To create the image:-

array = numpy.array(pixels, dtype = numpy.uint8)
new_image = Image.fromarray(array)
new_image.save('user_key.png')

Note that pixels is a list of list of tuples of integers [[(...), (...)], [(...), (...)], ...] and this is the object that carries keys To get keys from the image:-

im = Image.open(image_path)
return list(im.getdata())

Now I'm not able to directly store the AES key, assuming I generate it with Random.get_random_bytes(AES.key_size) from the Crypto module.

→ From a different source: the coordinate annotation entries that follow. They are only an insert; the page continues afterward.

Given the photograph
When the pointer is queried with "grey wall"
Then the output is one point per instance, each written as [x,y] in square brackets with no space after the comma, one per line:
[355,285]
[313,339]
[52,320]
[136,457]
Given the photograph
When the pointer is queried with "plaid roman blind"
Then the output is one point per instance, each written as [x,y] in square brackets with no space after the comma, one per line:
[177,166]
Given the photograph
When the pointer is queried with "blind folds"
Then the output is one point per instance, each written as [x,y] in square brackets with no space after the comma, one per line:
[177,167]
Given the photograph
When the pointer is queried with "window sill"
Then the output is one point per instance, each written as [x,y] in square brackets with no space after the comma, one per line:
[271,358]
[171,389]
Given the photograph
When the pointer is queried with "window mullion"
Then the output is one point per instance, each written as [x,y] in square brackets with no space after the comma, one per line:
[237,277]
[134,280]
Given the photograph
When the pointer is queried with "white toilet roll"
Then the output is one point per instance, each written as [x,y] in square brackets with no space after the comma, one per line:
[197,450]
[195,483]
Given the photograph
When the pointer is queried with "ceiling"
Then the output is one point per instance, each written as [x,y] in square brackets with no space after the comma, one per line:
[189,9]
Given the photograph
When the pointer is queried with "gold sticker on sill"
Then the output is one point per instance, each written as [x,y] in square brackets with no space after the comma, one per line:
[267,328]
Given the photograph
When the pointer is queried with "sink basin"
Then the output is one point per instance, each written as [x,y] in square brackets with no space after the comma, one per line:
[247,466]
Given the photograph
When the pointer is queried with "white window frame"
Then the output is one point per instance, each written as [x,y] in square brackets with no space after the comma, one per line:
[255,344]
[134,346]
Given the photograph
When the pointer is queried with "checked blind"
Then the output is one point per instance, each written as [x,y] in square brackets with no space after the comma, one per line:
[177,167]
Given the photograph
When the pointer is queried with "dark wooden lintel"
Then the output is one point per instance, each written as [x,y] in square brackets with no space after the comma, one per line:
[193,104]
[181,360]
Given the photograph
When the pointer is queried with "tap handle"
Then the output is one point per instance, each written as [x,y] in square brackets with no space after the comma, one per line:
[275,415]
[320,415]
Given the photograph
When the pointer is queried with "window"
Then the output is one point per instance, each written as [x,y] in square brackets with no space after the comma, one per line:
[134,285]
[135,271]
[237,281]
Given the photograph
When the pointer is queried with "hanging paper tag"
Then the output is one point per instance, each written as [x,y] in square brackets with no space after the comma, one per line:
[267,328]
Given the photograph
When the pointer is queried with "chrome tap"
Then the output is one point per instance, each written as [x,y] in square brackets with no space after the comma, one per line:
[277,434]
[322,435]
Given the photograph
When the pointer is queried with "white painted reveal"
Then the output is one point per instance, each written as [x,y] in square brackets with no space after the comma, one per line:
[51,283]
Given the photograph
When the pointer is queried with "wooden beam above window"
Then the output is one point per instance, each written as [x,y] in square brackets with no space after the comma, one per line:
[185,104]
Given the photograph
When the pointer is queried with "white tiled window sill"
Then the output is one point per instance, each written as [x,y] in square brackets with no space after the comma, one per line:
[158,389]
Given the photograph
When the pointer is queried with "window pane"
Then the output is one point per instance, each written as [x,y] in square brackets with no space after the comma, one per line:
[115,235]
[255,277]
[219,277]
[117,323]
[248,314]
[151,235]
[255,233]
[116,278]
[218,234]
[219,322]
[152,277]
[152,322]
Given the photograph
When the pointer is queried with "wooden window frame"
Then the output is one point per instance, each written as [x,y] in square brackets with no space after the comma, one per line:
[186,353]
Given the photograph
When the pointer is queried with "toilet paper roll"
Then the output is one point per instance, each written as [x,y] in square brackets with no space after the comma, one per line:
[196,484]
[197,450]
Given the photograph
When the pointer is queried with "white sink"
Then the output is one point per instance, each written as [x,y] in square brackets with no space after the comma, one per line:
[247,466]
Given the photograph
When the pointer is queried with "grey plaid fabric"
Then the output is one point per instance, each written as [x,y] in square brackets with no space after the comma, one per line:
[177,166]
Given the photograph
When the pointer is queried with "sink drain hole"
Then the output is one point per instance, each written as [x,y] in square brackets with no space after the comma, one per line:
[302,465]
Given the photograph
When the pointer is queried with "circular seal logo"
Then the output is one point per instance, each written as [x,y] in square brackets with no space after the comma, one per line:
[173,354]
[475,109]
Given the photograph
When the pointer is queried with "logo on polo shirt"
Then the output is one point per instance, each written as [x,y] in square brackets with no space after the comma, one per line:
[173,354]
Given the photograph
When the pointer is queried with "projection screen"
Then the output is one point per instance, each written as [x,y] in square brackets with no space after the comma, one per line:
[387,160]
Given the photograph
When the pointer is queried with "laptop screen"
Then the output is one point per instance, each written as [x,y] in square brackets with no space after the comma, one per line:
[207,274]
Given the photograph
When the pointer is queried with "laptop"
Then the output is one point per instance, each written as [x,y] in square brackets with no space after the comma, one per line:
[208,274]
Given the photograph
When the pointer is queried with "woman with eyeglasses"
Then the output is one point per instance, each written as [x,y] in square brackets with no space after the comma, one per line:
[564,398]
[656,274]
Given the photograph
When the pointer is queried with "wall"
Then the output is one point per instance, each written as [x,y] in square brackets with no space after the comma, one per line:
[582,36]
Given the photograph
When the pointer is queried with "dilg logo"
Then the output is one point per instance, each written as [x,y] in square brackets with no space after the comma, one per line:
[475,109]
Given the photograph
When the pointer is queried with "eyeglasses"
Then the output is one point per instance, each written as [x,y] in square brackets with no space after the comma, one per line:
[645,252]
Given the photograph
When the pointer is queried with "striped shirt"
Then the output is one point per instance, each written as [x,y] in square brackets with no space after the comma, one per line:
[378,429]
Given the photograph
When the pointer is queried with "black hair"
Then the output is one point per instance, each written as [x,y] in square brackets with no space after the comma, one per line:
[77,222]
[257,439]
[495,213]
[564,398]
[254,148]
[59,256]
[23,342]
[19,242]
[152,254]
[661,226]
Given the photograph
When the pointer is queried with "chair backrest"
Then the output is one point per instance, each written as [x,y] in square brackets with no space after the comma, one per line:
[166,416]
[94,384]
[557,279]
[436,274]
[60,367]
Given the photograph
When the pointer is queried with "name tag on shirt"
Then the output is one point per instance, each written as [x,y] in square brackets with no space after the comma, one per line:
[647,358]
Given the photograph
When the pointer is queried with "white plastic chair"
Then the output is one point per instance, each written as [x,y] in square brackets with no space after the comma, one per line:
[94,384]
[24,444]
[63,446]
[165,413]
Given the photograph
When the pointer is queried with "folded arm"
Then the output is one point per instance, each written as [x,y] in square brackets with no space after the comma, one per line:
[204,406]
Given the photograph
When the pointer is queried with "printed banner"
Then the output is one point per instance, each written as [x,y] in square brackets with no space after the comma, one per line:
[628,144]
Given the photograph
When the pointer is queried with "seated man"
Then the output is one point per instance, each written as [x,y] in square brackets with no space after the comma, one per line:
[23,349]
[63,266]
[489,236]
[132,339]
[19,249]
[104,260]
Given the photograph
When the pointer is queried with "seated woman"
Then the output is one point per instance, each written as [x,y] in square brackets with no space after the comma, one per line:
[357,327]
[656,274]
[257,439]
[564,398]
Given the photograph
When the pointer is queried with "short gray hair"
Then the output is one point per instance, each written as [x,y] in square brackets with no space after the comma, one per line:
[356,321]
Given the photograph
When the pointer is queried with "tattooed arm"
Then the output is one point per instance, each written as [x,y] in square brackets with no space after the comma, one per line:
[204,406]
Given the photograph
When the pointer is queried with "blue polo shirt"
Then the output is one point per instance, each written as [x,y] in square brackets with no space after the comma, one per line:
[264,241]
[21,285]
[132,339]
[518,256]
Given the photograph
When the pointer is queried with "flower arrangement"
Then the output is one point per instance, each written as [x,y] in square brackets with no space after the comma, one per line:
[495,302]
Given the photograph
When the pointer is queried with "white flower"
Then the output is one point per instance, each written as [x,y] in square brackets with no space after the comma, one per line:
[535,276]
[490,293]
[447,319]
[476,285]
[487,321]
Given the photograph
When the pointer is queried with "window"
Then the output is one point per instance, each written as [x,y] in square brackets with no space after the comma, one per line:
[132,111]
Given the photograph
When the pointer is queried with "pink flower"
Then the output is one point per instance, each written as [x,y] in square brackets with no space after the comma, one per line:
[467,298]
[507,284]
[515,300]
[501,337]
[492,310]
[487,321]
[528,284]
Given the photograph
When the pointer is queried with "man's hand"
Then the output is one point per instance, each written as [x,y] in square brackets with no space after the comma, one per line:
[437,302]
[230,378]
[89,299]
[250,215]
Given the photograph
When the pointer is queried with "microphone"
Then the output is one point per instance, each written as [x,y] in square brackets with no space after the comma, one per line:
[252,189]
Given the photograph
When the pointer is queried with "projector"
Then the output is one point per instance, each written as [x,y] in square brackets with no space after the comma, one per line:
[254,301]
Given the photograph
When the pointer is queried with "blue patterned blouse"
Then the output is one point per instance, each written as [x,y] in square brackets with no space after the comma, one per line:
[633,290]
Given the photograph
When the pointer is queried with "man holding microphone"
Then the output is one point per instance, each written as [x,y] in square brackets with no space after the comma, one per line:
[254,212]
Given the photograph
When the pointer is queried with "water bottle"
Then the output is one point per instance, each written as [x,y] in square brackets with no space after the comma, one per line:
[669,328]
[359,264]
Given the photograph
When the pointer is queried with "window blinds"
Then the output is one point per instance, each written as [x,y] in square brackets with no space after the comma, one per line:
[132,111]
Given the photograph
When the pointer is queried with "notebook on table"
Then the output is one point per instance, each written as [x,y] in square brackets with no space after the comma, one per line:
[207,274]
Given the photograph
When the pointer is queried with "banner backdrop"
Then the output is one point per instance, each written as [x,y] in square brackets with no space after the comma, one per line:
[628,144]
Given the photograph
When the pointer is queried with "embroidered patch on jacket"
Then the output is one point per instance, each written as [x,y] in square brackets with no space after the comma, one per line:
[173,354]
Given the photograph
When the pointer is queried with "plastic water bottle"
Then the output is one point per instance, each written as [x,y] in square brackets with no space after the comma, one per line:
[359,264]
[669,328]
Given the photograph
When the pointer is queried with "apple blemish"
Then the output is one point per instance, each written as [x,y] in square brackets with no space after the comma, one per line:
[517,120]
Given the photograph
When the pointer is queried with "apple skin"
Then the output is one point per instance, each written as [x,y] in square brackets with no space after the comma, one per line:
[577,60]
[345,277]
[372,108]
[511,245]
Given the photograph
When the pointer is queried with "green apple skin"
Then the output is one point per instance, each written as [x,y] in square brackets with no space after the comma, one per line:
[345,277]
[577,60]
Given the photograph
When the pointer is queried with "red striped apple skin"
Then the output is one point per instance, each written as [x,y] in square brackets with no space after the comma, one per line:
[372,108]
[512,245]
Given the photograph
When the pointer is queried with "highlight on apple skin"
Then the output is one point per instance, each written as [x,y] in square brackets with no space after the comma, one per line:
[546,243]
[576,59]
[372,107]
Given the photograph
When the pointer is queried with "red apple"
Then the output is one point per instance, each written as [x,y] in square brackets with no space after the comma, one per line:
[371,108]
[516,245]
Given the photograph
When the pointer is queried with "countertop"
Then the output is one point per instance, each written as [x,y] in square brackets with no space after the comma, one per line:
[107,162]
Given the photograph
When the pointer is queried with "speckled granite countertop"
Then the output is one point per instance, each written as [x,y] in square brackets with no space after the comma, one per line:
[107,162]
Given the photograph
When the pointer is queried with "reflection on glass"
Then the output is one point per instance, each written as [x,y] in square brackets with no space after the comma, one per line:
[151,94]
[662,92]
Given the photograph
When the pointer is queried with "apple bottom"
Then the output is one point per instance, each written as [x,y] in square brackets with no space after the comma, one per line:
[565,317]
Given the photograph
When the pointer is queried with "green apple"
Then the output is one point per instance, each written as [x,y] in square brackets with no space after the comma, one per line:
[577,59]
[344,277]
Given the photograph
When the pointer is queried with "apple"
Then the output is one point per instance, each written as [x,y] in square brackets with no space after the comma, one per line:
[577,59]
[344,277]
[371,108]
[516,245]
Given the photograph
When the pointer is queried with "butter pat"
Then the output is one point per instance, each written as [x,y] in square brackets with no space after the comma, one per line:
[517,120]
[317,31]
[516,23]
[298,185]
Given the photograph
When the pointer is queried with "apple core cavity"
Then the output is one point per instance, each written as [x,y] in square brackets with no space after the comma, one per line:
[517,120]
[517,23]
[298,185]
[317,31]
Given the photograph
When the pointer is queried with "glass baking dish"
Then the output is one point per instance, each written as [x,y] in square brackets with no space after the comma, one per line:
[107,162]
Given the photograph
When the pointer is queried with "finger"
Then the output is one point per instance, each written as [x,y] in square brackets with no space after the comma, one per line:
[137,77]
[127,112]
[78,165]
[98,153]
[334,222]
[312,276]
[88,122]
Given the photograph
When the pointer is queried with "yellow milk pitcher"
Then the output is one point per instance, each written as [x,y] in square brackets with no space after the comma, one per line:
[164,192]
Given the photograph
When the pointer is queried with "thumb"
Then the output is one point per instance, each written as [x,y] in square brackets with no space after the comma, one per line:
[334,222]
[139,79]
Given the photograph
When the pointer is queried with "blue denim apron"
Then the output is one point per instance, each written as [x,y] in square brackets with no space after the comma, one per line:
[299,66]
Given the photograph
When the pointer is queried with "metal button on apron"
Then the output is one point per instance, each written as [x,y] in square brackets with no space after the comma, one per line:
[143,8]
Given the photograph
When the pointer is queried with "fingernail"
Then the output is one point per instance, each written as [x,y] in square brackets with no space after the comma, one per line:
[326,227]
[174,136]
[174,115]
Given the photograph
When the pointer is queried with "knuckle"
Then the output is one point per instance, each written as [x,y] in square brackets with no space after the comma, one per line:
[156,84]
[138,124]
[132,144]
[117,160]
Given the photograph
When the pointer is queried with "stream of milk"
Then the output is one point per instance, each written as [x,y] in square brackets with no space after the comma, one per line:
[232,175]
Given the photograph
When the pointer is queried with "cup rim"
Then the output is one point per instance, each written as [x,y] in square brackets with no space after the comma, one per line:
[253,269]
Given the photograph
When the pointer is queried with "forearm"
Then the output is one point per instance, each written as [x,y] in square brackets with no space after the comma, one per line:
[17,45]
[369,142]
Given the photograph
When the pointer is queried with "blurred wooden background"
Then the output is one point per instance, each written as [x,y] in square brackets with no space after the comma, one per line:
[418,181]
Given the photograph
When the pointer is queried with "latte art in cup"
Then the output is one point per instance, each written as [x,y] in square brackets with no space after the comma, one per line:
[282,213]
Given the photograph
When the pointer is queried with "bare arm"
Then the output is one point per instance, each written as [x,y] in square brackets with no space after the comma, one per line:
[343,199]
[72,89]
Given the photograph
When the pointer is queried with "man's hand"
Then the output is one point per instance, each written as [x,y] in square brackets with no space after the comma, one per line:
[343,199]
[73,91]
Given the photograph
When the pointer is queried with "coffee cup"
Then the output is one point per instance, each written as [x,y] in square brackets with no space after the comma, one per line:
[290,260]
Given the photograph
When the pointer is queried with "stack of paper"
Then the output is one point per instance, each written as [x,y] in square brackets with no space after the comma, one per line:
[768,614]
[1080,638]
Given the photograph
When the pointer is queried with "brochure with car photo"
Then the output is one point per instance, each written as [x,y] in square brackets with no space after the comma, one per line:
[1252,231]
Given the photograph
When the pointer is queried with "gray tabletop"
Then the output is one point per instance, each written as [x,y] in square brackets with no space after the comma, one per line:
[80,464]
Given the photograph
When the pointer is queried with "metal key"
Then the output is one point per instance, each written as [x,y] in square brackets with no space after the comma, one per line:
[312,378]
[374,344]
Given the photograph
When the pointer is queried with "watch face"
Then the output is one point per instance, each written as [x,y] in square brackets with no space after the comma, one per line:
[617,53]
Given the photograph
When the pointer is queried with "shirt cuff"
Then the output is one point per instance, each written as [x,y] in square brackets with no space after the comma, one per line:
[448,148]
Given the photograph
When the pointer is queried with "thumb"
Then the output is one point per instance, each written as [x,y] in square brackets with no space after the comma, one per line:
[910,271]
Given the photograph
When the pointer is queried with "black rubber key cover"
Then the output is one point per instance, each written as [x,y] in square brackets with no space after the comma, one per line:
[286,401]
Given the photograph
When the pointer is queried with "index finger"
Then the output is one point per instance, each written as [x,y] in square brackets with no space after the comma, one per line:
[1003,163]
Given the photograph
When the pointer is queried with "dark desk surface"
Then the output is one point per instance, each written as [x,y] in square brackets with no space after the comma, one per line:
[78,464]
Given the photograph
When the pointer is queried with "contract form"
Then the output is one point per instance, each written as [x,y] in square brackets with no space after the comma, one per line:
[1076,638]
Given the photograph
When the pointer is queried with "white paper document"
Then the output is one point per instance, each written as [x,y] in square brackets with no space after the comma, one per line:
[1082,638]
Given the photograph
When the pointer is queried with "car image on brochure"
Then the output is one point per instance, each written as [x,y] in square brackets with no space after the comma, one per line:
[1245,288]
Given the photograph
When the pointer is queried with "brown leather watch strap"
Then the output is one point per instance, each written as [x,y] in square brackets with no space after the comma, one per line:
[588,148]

How can I generate a cryptographically secure key but also retrieve it by using one of the keys in pixels, as in a tuple of integers?

Edit:-

To elaborate, the pixels object is a list of list of tuples of integers, each tuple contains 3 integers and each integer can range from 0 to 255. The 0th index of the pixels object may look like this- [(69, 147, 245), (120, 212, 198), ...] The key_list object I'm referring to is actually list(im.getdata()). This is a list of tuples of integers, each tuple contains 3 integers and each integer can range from 0 to 255. This looks like this- [(69, 147, 245), (120, 212, 198)....] Hence, the 0th index of key_list will be (69, 147, 245)

I need to store the AES key on par with these values. I'd ideally like to store the AES key as a tuple of 3 integers ranging from 0 to 255. So yes, I need to convert the AES key into a tuple and then store it in pixels.

One more key detail, the tuples contain 3 integers because they represent the RGB values respectively to create the image. I believe the tuple can be made with 4 integers as well to represent RGBA values. So that will solve the multiple of 3 problem.

But there's another problem. Each tuple in pixels is actually generated through [i for i in itertools.product(range(256), repeat=3)]. In order to generate a tuple of 4 integers instead of 3 I'll have to change repeat=3 to repeat=4, this will raise MemoryError.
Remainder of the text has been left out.